Ladies and gentlemen, those are big dreams, but the Young PAP dreams big, as it did 60 years ago. We dare to dream and work towards turning that dream into reality. We believe strongly that we need an “engine of fire” to drive these dreams into reality. That engine of fire is: active volunteerism starts naturally from the age of 5! Active volunteerism leads to youth leadership. As Mr. Goh Keng Swee once said: “Young people have a capacity for idealism and dedication which is rare among grownups, many of whom, perhaps, have been made sour and cynical by the harshness of life.” For example, we have our very own Jake Tan, another YP activist, who is driven by the smile and happiness he sees on residents’ faces. He dedicates an enormous amount of time mentoring and walking the talk with his fellow junior activists to “spread the fire of active volunteering.” We want to continue spreading this active volunteering spirit in our young children until coming forward to serve becomes a way of life, a part of us!

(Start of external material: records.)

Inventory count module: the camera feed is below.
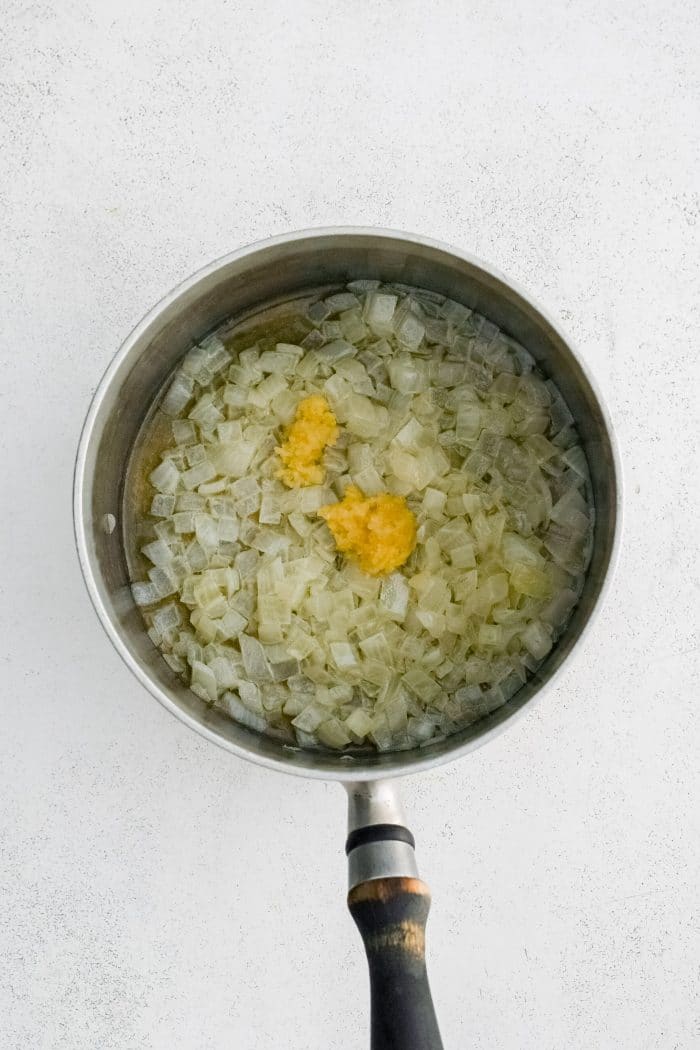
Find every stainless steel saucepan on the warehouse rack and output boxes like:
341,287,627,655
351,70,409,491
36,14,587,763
75,228,619,1050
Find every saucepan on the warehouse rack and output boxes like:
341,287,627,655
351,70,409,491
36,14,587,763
75,228,620,1050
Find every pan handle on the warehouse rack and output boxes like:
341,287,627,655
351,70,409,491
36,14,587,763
345,780,442,1050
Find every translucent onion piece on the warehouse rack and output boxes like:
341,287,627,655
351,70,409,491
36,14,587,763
132,279,594,751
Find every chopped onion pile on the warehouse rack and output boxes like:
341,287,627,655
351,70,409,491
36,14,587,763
132,280,593,751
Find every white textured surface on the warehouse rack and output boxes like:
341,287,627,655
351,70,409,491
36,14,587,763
0,0,700,1050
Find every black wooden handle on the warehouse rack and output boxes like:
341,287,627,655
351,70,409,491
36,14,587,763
347,878,442,1050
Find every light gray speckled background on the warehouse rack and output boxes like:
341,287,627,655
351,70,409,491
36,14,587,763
0,0,700,1050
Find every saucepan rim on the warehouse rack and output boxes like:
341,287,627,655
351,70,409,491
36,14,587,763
73,226,622,783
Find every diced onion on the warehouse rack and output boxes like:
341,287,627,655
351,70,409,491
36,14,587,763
132,279,594,751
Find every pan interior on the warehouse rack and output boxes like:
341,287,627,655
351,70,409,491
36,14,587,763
77,231,617,780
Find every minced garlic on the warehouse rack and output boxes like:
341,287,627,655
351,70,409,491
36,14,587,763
319,485,416,576
276,394,338,488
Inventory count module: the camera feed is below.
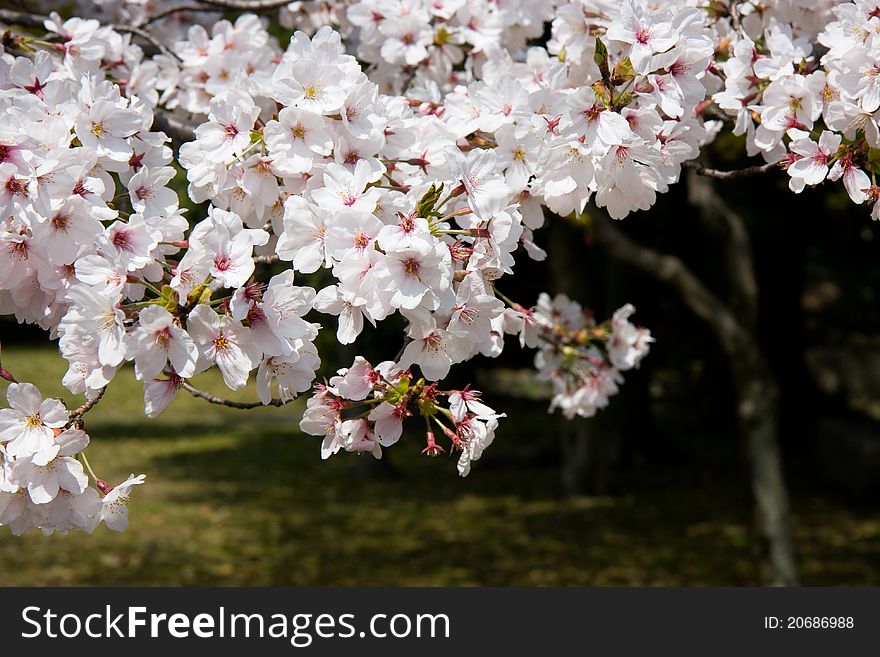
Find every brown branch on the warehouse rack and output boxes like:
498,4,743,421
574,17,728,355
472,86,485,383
0,344,18,383
591,212,748,350
180,381,289,411
682,160,779,180
0,9,180,61
153,107,196,148
686,170,758,330
139,0,293,27
591,212,798,585
0,9,48,29
110,25,182,62
70,386,107,421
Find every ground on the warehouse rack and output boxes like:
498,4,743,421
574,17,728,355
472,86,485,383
0,347,880,586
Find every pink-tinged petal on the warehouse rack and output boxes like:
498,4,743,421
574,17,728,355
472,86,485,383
40,399,70,429
6,383,43,416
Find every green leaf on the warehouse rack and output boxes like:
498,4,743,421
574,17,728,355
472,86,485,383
593,37,608,70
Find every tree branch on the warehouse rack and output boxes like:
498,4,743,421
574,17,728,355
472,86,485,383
70,386,107,421
110,25,182,62
686,170,758,330
682,160,779,180
0,9,47,28
138,0,293,27
180,381,292,411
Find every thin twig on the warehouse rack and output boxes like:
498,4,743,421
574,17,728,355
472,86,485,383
110,25,183,61
138,0,293,27
0,345,18,383
0,9,47,28
682,160,779,180
180,381,292,404
70,386,107,420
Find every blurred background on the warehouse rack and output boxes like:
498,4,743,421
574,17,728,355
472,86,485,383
0,141,880,586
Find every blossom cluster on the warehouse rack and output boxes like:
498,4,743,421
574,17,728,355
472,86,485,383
0,383,144,534
712,2,880,220
505,293,654,419
300,357,505,476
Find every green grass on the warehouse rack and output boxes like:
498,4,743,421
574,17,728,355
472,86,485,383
0,348,880,585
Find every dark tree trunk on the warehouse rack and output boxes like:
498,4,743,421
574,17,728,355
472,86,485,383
594,193,797,586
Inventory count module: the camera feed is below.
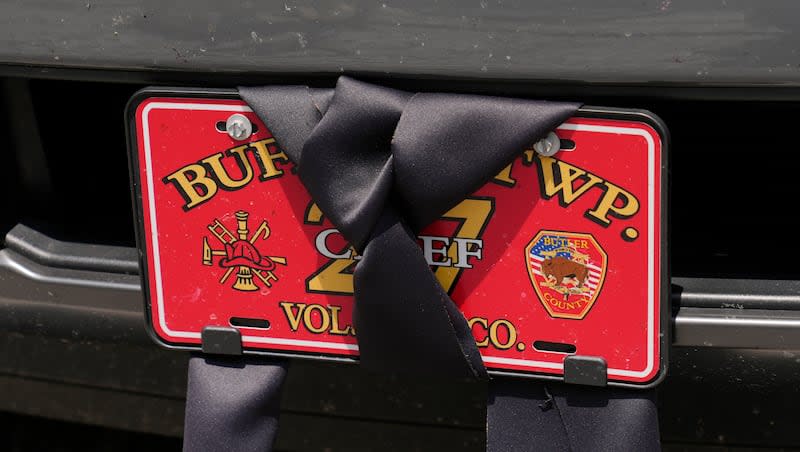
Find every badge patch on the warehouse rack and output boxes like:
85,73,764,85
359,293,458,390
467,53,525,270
525,231,608,320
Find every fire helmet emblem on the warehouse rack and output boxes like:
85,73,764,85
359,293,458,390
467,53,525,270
203,210,286,292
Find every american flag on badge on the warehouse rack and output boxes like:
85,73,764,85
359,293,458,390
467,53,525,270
525,231,608,319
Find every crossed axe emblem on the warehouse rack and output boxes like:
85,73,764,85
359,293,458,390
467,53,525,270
203,210,286,292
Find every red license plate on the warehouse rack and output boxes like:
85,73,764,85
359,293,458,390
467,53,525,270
128,90,668,385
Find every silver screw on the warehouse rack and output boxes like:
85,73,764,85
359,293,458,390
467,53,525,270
533,132,561,157
225,113,253,141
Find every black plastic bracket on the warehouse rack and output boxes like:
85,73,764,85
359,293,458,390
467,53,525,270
564,355,608,386
200,326,242,355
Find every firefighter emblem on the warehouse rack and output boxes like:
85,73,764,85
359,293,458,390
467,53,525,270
525,231,608,319
203,210,286,292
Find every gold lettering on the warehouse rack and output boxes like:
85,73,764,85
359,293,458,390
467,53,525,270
489,319,517,350
303,304,331,334
328,306,352,336
250,138,289,181
280,301,306,331
201,145,253,190
164,163,217,210
538,156,603,207
467,317,489,347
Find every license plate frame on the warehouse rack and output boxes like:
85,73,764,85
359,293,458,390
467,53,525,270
126,88,670,388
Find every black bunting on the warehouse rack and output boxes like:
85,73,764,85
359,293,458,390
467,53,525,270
239,77,580,379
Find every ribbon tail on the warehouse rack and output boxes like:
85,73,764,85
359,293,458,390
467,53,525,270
183,355,288,452
486,379,661,452
353,209,487,380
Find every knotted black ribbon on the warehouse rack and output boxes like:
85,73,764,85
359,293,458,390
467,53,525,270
239,77,579,379
185,77,658,451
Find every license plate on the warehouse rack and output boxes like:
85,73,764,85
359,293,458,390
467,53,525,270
128,89,669,386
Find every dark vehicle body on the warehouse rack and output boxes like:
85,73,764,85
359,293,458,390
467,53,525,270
0,0,800,450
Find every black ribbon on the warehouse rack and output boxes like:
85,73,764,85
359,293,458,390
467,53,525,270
186,77,658,451
239,77,579,379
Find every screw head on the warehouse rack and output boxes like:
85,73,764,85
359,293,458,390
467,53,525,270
225,113,253,141
533,132,561,157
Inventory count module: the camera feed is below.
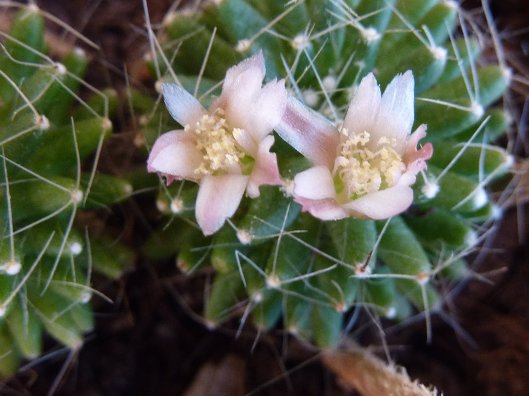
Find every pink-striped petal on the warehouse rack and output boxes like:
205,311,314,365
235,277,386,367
294,165,336,200
342,184,413,220
162,83,206,126
147,131,202,184
246,135,283,198
275,98,339,169
195,175,248,235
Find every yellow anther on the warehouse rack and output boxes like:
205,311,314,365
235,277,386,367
185,108,245,176
334,129,406,200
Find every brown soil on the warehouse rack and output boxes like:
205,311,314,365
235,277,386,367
4,0,529,396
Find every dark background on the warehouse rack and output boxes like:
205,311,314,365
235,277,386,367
4,0,529,396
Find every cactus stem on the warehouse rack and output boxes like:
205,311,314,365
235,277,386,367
156,198,169,213
70,189,84,204
252,292,263,304
266,274,281,289
169,198,184,214
154,80,163,94
0,260,22,275
101,117,112,130
473,188,489,209
415,272,430,286
443,0,459,10
421,180,440,199
360,27,382,45
290,33,310,51
322,76,338,92
237,229,253,245
429,46,448,61
281,179,294,197
303,88,319,107
384,307,397,319
68,242,83,256
465,231,478,247
470,102,485,117
81,291,92,304
54,62,67,76
492,204,503,220
235,39,252,53
35,114,50,131
355,263,371,278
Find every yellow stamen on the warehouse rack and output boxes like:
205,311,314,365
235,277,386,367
185,108,246,176
333,130,406,200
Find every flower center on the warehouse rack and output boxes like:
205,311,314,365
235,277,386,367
333,129,406,201
185,108,246,176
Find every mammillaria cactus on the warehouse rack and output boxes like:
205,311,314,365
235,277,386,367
0,4,131,376
139,0,512,348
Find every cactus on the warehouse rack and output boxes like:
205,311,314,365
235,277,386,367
138,0,513,348
0,4,131,376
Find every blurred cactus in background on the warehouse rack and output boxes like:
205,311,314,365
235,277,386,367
0,4,132,376
138,0,513,348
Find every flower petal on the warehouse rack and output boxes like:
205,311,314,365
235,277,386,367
275,98,340,169
368,70,415,154
218,51,287,142
162,83,206,126
245,80,287,141
246,135,283,198
195,175,248,235
218,51,265,119
147,131,202,183
343,73,381,138
294,165,336,200
342,184,413,220
222,50,266,95
296,197,349,220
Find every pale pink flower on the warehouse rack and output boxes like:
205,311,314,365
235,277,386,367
147,52,287,235
276,71,433,220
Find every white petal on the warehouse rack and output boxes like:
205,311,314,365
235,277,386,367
233,128,257,158
222,50,266,94
343,73,381,134
369,71,415,154
219,51,265,117
403,124,433,174
275,98,340,168
195,175,248,235
246,80,287,141
294,165,336,200
147,132,202,180
246,135,283,198
342,185,413,220
162,83,205,126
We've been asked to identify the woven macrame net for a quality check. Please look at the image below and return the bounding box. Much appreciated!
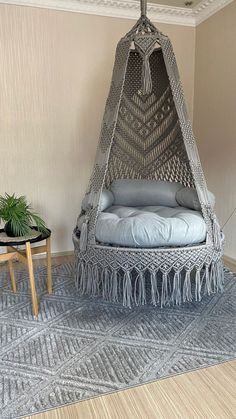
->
[73,1,223,306]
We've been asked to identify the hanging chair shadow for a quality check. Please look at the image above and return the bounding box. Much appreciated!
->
[73,1,224,307]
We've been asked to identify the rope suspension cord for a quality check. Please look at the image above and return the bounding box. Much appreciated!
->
[140,0,147,17]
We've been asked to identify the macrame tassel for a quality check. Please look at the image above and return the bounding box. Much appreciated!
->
[102,268,110,300]
[111,271,118,302]
[79,219,88,252]
[134,272,146,305]
[75,259,82,290]
[183,271,192,303]
[150,272,160,306]
[91,265,100,297]
[195,269,202,301]
[204,265,212,295]
[212,214,221,250]
[171,272,181,305]
[123,271,132,308]
[86,265,93,295]
[161,272,168,308]
[142,54,152,95]
[78,262,87,294]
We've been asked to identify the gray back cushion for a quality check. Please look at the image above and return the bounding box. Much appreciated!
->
[111,179,183,208]
[176,188,215,211]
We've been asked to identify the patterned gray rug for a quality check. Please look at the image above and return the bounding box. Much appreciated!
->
[0,264,236,419]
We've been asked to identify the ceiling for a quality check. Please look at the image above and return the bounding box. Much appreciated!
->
[148,0,202,9]
[0,0,232,26]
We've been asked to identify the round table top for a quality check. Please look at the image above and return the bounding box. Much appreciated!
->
[0,226,51,246]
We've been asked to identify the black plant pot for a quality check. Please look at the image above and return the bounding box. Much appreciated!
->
[4,222,15,237]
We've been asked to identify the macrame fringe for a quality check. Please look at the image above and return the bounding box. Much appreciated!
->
[80,220,88,252]
[75,260,224,308]
[212,214,222,250]
[142,55,152,95]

Ladies and gentlemen, I spoke of common sense and common purpose. The question is then – how do we find this common purpose? What brand of politics do we want in Singapore? Are we sour and cynical? Do we want to be reduced to a society where discussions of important issues are reduced to brief sarcastic comments online? Or a society that complains about everything no matter how trivial these things may be? There are those who make their rounds in public speeches, saying Singapore is going downhill, and probably doomed. They praise the PAP of the past, and at the same time, ridicule the PAP of today – they say, yes PAP had some good ideas but it was all in the past. Today, we stand against these naysayers. Today, we say – Singapore is still a land of possibilities. Today, we say – the PAP is still the party with big ideas.
Four: Ours is a brand of ideas for change; but it is not just ideas and mere rhetoric, It is also a brand of pragmatic solutions and real actions. (I repeat: real actions). This brand was created by Singaporeans before there was a Singapore. Mr Rajaratnam spoke of a “democracy of deeds” – action and real impact. This is outlined in our new proposed Constitution: “To develop a democracy of deeds, where citizenship embodies both rights and duties, and nurtures a sense of collective responsibility and community action.” The PAP started with a group of young men and women with impossible dreams and big ideas.
Today, there are many of us both young men and women in the Young PAP and we are calling for action. Come forward if you have a burning fire to challenge the norm. Come forward if you want to build this land of hope and ideals. Come forward if you believe in equality, sustainable green development and a society that self-organises for the common good. Politics is a calling unlike any other. It calls not just to Ministers and MPs, but to all of us! This journey is not going to be easy…. You will get flamed; your family will be flamed; your children will get flamed. You will be criticised online and offline. But you know what? If this be so, we walk in the footsteps of our political fathers, they battled for our Singapore. Everything was against them. Everything. Politics is not for the faint-hearted. It takes determination and will power. If our founding fathers did not take that brave step forward in 1954, we would be nothing today. If there is flaming, today, let it be known that you are not alone. We are in this together. Each one of us – we have a chance to serve and to provide for those we love, for our countrymen – progress, security, comfort, prosperity and happiness – to continue for the next 60 years and beyond. Thank you.